I'm not sure I understand this - do you mean we could support
FAN_MARK_FILESYSTEM_SUBTREE on btrfs subvolumes? I agree with that. I'm
just not sure how subtree watches are related to general
FAN_MARK_FILESYSTEM marks on btrfs...

> Another has to do with performance optimization (see below).

This is a good point. Also we can start with supporting subtree watches
only for mountpoints and if there's a need and reasonable way to do it we can
always expand the support to any directory.

> > > > Also I think this is going to get expensive
> > > > (e.g. imagine each write to page cache having to traverse potentially deep
> > > > tree hierarchy potentially multiple times - once for each subtree). My
> > > > suspicion should be verified with actual performance measurement but if I'm
> > > > right and the overhead is indeed noticeable, I think we'll need to employ
> > > > some caching or so to avoid repeated lookups...
> > >
> > > It's true, but here is a different angle to analyse the overhead - claim:
> > > "If users don't have kernel subtree mark, they will use filesystem mark
> > >  and filter is userspace". If that claim is true, than one can argue that
> > > this is fair - let the listener process pay the CPU overhead which can be
> > > contained inside a cgroup and not everyone else. But what is the cost that
> > > everyone else will be paying in that case?
> > > Everyone will still pay the cost of the fanotify backend callback including
> > > allocate, pack and queue the event.
> > > The question then becomes, what is cheaper?
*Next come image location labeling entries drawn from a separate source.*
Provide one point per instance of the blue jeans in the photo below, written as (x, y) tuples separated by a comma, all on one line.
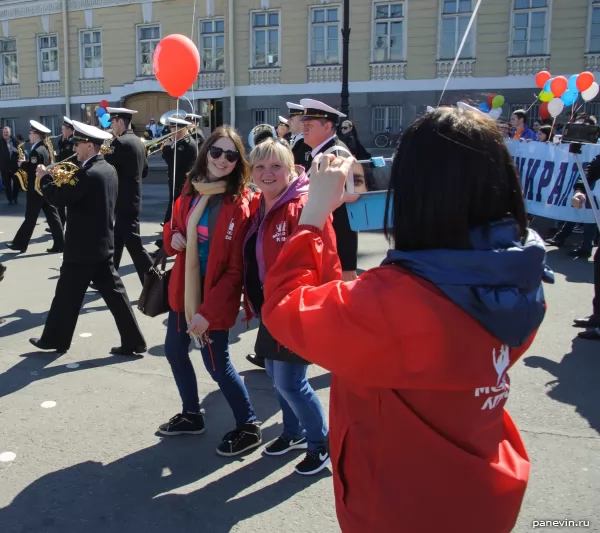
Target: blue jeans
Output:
[(217, 362), (303, 415)]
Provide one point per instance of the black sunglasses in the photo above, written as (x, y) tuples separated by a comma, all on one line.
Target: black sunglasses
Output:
[(231, 155)]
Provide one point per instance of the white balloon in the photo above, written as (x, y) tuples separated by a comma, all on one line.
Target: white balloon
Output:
[(555, 107), (591, 93)]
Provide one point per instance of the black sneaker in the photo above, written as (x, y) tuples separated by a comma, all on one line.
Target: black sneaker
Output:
[(184, 424), (240, 440), (314, 462), (283, 445)]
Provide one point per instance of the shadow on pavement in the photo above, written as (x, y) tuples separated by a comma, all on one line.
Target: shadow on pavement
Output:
[(576, 380)]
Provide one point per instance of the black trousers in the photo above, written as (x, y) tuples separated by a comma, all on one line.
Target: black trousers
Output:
[(127, 235), (35, 204), (11, 186), (72, 284)]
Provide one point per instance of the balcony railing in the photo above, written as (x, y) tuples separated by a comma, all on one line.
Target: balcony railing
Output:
[(265, 76), (10, 92), (211, 80), (388, 71), (91, 86), (49, 88), (324, 73), (464, 68), (592, 62), (526, 66)]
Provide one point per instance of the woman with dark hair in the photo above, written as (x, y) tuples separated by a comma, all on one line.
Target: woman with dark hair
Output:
[(420, 440), (210, 221)]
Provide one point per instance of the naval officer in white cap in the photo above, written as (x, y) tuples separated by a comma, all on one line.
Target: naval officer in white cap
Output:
[(129, 158), (90, 197), (319, 123), (41, 153)]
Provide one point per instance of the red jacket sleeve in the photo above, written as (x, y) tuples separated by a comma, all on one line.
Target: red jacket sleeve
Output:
[(336, 325), (224, 298)]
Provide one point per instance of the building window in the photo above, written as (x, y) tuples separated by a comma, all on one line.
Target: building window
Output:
[(212, 45), (386, 118), (388, 35), (265, 116), (594, 44), (9, 75), (265, 38), (325, 36), (456, 15), (48, 58), (529, 28), (51, 123), (148, 39), (91, 54)]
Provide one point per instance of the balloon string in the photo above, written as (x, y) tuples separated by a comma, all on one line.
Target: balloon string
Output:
[(462, 45)]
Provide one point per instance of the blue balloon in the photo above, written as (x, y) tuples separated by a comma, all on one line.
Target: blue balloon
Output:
[(573, 83), (569, 97)]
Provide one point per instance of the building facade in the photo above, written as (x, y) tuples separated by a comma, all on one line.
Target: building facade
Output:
[(65, 56)]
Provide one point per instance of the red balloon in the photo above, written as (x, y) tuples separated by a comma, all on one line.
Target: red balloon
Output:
[(176, 64), (559, 86), (542, 78), (585, 81)]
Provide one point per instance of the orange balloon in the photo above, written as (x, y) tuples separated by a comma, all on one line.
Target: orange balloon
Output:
[(559, 86), (541, 78), (176, 64), (585, 81)]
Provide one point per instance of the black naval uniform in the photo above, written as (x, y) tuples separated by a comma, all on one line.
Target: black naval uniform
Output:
[(129, 160), (88, 257), (347, 240), (187, 153), (301, 151), (35, 203), (65, 150)]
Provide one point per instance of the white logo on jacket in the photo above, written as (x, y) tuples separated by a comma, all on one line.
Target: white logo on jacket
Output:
[(281, 232), (501, 362)]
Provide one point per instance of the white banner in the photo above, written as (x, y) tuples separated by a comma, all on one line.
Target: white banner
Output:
[(548, 173)]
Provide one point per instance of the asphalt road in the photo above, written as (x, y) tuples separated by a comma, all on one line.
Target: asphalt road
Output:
[(92, 463)]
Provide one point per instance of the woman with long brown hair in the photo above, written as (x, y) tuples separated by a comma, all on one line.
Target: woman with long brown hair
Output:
[(210, 220)]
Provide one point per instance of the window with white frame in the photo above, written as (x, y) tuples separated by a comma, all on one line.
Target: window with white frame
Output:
[(530, 19), (456, 15), (268, 115), (148, 39), (324, 36), (9, 75), (91, 54), (594, 44), (265, 39), (386, 118), (51, 123), (212, 45), (388, 34), (48, 58)]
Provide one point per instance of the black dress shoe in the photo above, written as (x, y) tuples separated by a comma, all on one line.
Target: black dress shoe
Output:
[(41, 345), (592, 321), (255, 360), (121, 350)]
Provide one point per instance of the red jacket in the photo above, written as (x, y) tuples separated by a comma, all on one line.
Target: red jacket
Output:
[(420, 440), (223, 281)]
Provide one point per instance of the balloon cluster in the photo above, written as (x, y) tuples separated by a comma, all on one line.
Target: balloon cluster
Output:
[(103, 115), (493, 107), (559, 92)]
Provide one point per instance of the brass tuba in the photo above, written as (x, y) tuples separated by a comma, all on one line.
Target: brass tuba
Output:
[(21, 174)]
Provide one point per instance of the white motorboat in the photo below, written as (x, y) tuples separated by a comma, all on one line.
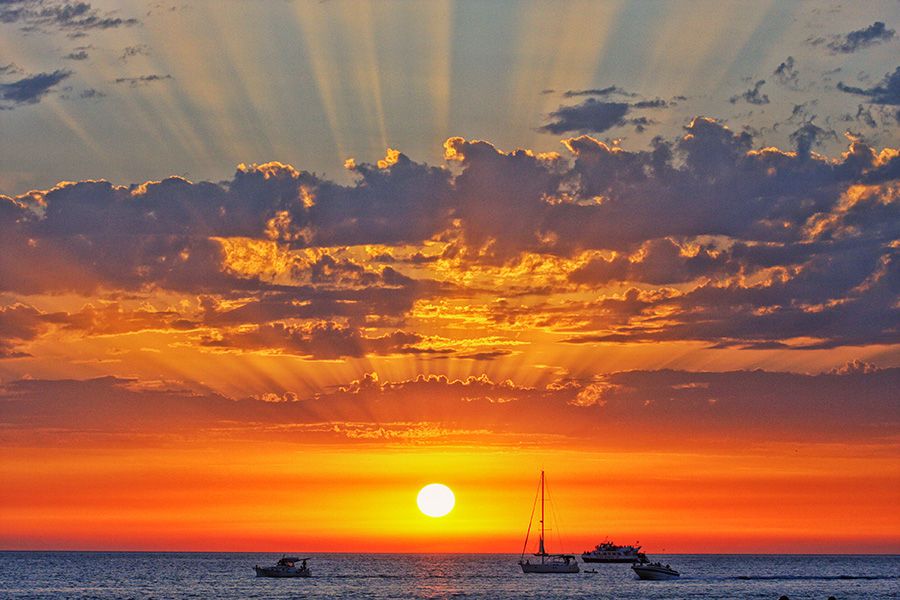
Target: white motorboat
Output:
[(656, 571), (608, 552), (285, 567), (548, 563)]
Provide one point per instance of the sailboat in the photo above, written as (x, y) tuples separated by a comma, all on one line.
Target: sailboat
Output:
[(549, 563)]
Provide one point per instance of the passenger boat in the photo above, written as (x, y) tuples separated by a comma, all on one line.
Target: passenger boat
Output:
[(608, 552), (285, 567), (549, 563)]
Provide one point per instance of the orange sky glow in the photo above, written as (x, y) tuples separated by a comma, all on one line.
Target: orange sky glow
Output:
[(257, 298)]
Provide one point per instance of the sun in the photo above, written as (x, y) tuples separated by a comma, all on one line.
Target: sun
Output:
[(435, 500)]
The d_ancestor() traversal
> > > or all the fanotify backend handler code?
> > > Note that the former can be lockless and the latter does take locks.
> >
> > I understand and it's a fair point that queueing of the event is not cheap
> > either so I'd be interested in the numbers. Something like how deep subtree
> > walk is similar to a cost of queueing event. Or similarly checking of how many
> > subtree watches is similarly costly as queueing of one event?
> >
> 
> The cost shouldn't actually be sensitive to the number of subtree watches.
> We should never do more than a single ancestor traversal per event up to
> it's sb root and for each ancestor we should be able to check with O(1) if
> a subtree watch exists on that inode/dentry.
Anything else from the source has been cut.